Zincirleri kırmak istediğin gibi yaşamak zor. Anne-Baba bildiğini oku bildiği gibi olmasını ister. Sen zincirlerini kırmak istersin, onların kalplerinin kırılmasından rahatsız olursun. Anne-Baba için zincirli yaşamak.
herhalde tanımadığım birine bile merhaba diyebilmeyi ya da iyi dileklerimi sunabilmeyi kendi kişiliğimin bir parçası olarak ekledim yıllar önce.. ve de benliğime bu derece kuvvetli yapışan bir özelliği çıkarmaya hiç niyetim yok..
tunç; teşekkürler sana. tanımadıklarına elini uzatabilme cesaretini gösterdiğin için, basit bir şeymiş gibi bakılan bir “merhaba” kelimesini kimseden sakınmadığın için..
sana yüzlerce kez, binlerce kez merhaba….
Tunç.
İyi ki varsın ve iyi ki seni “bir şekilde” tanımışım.
tşkler tunç…
ayrıca bir üst yazıdaki cümleye de bir açılım yapsak
sizi gerçek yapan ne ?
tunç, iyi ki varsın!
duyarlılık, incelik ve duygusal zeka ile yaklaşılacak birçok örnek vermişsin:-) tşkler!
hiç kimseyi tanımadığınız uzak yeni bir yere giderseniz veya doğduğunuz ama genç yaşta ayrıldığınız yere seneler sonra geri dönerseniz, sosyal olarak ayakta kalma iç güdüsü çabaları hayatıniza her gün yeni bir insanı kazandırıyor.
her merhaba dediğim kişiden yeni bir şey ögrendim; şaşırdım, mütavazileştim, güldüm, hayran kaldım, ilham aldım, üzüldüm, kendimi çaresiz hissettim…
evet, karşımızdaki kişiye tam ilgi vererek, gözünün içine bakarak, heyecanla dinleyerek, yeniliklere ve yenilere açık olarak, az bencil olarak, anını yaşayarak gerçek oluyor hayat; “gerçek ol” demişler; katılıyorum. seni de gerçek yapan delilikse – neden olmasın!
Aynı binada oturup aynı asansörü kullandığı halde, günaydın dediğin için neden şaşırsın.
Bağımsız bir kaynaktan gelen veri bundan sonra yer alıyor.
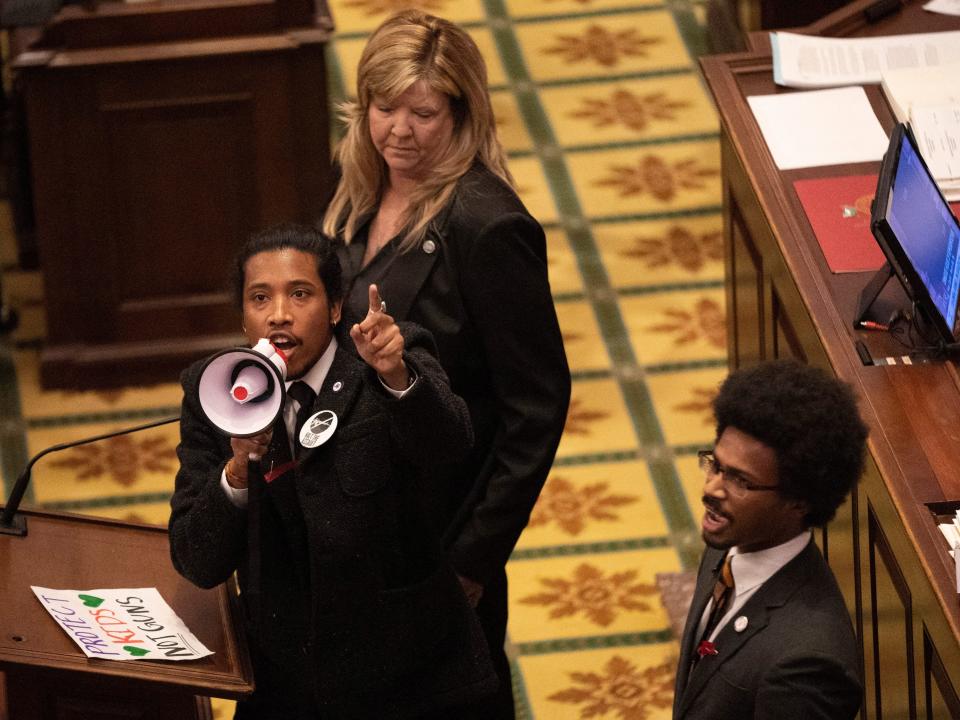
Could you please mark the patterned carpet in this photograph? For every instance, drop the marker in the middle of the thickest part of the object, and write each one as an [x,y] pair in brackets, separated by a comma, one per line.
[613,141]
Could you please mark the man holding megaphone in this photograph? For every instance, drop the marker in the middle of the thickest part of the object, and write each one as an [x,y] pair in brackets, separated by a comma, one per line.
[312,474]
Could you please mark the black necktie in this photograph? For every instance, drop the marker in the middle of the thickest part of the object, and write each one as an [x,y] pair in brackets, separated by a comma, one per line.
[722,592]
[303,394]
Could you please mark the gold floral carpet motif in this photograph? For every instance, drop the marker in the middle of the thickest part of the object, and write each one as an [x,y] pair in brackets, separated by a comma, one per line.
[614,144]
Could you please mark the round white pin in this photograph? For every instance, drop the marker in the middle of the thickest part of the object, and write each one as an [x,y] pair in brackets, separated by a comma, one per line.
[318,428]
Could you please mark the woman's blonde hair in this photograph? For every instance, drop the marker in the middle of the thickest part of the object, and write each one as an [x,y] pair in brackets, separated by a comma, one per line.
[409,47]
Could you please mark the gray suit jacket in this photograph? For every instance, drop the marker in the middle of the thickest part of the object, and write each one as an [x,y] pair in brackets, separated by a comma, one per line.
[479,284]
[356,601]
[795,658]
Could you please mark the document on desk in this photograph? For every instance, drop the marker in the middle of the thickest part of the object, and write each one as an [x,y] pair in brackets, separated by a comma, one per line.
[945,7]
[805,61]
[937,129]
[819,127]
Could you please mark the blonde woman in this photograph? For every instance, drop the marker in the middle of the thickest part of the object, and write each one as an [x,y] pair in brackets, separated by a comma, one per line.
[426,210]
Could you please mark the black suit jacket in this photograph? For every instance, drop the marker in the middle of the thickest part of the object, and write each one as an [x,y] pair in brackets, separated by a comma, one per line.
[355,597]
[794,658]
[479,284]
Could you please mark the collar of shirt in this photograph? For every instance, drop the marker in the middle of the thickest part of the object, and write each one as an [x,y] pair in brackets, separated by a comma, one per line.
[750,570]
[314,377]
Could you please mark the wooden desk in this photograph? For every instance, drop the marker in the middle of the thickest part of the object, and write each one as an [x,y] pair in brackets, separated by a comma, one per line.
[162,133]
[782,301]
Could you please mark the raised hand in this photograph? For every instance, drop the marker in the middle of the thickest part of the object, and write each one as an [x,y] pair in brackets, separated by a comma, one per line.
[380,344]
[245,449]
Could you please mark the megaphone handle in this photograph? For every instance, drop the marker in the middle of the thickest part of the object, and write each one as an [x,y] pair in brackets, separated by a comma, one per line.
[255,483]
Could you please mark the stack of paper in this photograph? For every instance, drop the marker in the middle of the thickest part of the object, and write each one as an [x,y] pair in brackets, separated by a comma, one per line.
[907,87]
[929,99]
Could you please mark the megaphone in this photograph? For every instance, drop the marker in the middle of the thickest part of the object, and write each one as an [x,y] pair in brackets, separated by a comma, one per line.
[241,390]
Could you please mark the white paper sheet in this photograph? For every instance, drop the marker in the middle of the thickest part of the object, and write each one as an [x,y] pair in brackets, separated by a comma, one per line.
[937,129]
[819,127]
[807,61]
[121,623]
[945,7]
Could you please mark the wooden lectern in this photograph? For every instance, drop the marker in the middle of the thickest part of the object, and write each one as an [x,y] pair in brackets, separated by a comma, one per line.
[49,677]
[161,134]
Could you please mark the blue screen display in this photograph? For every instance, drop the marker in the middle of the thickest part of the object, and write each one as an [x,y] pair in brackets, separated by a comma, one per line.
[926,230]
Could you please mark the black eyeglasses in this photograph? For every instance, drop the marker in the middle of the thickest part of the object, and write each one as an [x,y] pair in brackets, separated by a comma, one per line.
[735,483]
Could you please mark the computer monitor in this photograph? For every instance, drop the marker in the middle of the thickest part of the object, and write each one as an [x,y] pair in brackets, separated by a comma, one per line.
[919,234]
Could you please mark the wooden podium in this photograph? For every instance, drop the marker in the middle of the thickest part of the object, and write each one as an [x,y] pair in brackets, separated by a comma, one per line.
[161,134]
[47,676]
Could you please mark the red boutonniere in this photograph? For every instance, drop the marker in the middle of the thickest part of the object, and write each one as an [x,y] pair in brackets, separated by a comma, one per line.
[706,648]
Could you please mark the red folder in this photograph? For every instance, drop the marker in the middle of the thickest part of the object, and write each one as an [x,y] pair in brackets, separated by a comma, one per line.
[838,209]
Her gün bindiğin otobüs şoförüne bir kere günaydın, kolay gelsin demiyorsun? Ya da sokakları süpüren işçiye geçerken kolay gelsin demiyorsun.
Eline sağlık üstad.
iki elim, bir kafam, bir de yuregim var, bu yaziya el atmak icin cok el, cok kafa, bir o kadar cokta yuzolcumu genis yurekler lazim…. ince saptamalarla islenmis satirlar karsisinda AH YUREGIM! OF KAFAM! demek geldi icimden…
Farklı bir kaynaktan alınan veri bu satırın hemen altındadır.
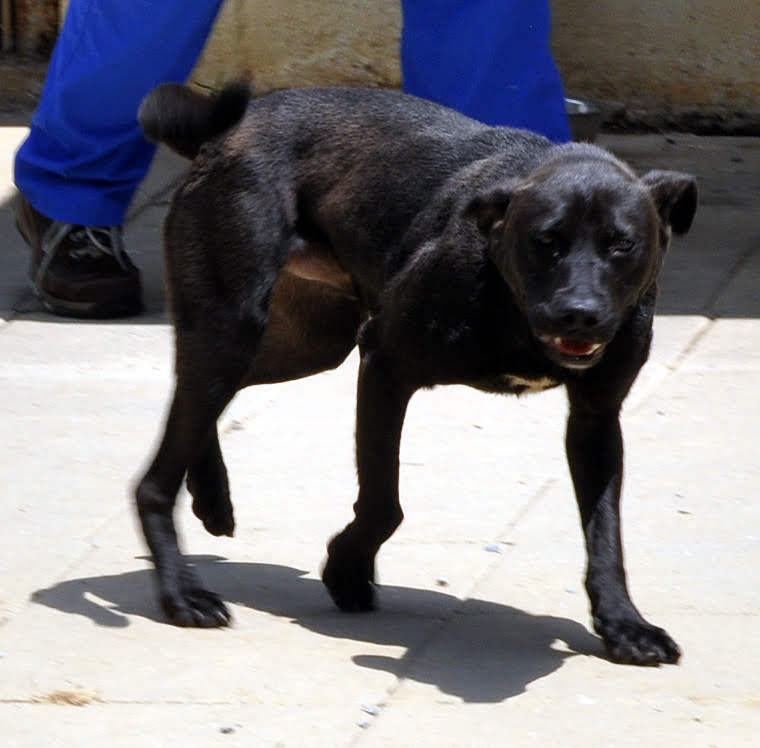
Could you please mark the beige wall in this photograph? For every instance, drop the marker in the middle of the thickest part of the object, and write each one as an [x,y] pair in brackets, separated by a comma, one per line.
[658,56]
[667,55]
[305,42]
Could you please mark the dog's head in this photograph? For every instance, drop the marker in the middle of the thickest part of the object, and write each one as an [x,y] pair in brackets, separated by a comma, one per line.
[580,241]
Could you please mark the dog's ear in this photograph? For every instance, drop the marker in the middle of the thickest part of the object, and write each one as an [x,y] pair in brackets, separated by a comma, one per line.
[490,207]
[675,195]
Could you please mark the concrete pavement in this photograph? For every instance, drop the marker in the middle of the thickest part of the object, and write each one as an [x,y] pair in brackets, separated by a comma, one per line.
[484,637]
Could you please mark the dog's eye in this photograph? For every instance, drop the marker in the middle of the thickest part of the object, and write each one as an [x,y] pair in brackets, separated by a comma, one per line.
[621,247]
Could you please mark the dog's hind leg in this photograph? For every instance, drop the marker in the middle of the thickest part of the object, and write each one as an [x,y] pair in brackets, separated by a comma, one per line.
[381,406]
[205,385]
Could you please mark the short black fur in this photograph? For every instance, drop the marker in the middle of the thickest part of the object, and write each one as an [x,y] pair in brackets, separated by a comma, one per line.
[451,252]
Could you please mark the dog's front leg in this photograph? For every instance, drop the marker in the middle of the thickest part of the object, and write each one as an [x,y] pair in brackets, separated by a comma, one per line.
[381,405]
[594,447]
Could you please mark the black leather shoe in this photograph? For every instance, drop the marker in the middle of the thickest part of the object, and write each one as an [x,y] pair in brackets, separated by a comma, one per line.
[79,271]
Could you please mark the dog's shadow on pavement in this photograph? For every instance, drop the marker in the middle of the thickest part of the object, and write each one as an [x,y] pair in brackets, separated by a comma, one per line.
[477,650]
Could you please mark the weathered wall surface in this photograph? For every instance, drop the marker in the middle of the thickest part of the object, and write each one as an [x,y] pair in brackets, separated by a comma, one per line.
[305,42]
[677,59]
[663,62]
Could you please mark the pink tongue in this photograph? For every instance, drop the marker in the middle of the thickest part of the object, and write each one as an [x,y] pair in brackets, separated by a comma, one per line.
[574,347]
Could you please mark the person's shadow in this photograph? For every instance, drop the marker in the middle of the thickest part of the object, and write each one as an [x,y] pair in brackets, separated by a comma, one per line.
[492,653]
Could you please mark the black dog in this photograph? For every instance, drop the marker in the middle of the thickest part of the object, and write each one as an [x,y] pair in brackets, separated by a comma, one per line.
[451,252]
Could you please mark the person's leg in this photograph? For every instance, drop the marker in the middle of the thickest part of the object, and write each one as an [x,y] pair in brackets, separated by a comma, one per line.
[489,59]
[85,154]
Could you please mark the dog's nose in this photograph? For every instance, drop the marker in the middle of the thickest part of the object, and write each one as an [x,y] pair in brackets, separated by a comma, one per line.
[578,315]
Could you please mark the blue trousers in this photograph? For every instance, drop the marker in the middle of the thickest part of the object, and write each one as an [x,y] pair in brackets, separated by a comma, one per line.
[85,155]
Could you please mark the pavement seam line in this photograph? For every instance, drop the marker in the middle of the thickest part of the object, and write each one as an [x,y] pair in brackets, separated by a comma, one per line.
[738,265]
[413,653]
[670,366]
[691,346]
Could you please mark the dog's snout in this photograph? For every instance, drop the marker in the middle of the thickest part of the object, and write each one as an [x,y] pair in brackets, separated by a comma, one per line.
[579,315]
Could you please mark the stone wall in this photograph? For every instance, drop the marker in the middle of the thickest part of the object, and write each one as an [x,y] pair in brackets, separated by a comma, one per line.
[693,63]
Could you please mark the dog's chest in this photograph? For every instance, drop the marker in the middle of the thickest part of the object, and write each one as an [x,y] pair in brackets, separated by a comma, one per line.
[514,384]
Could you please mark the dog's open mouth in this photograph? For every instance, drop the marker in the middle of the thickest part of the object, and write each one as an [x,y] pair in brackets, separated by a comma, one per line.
[573,353]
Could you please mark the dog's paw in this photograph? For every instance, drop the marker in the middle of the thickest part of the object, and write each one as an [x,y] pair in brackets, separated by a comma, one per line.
[212,506]
[349,578]
[196,608]
[639,643]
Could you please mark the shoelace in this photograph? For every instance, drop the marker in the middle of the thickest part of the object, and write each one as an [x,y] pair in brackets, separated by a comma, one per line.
[101,240]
Severim gozlerimi kapamayi, bir seyi tadarken, dusunurken, sezerken, sevisirken… Gozum boyanmasin, kafam karismasin diye kendi renklerimle hissetmek isterim… Zenginlik, cok seye sahip olmaktan degil, cok az seye ihtiyac duymaktan geciyor…
Kimi nerde nasil tanidigimi evet umursuyorum, gozlerinin icine bakip tanimaya, sezmeye inaniyorum… Insanlar kendi sectiklerini paylasiyor, gozlerinin icine bakabildigin kisinin kalbinin ritmini de yorumlayabiliyorsun, netde bu incelik yok.
Kimse bilmese de ciplak ayaklariyla yuruyen bir cocuk dolasir icimde, sokakta evde, iste.. Ille de gozukmesinin bir manasi yok.. Deli taraflarim, bir coklarina akillik geliyor, akilli tarafim ise delilik, insanlarin bunu nasil yorumladiklarina, veya baskalarinin deli ve akilliklarina ayiracak vaktim yok.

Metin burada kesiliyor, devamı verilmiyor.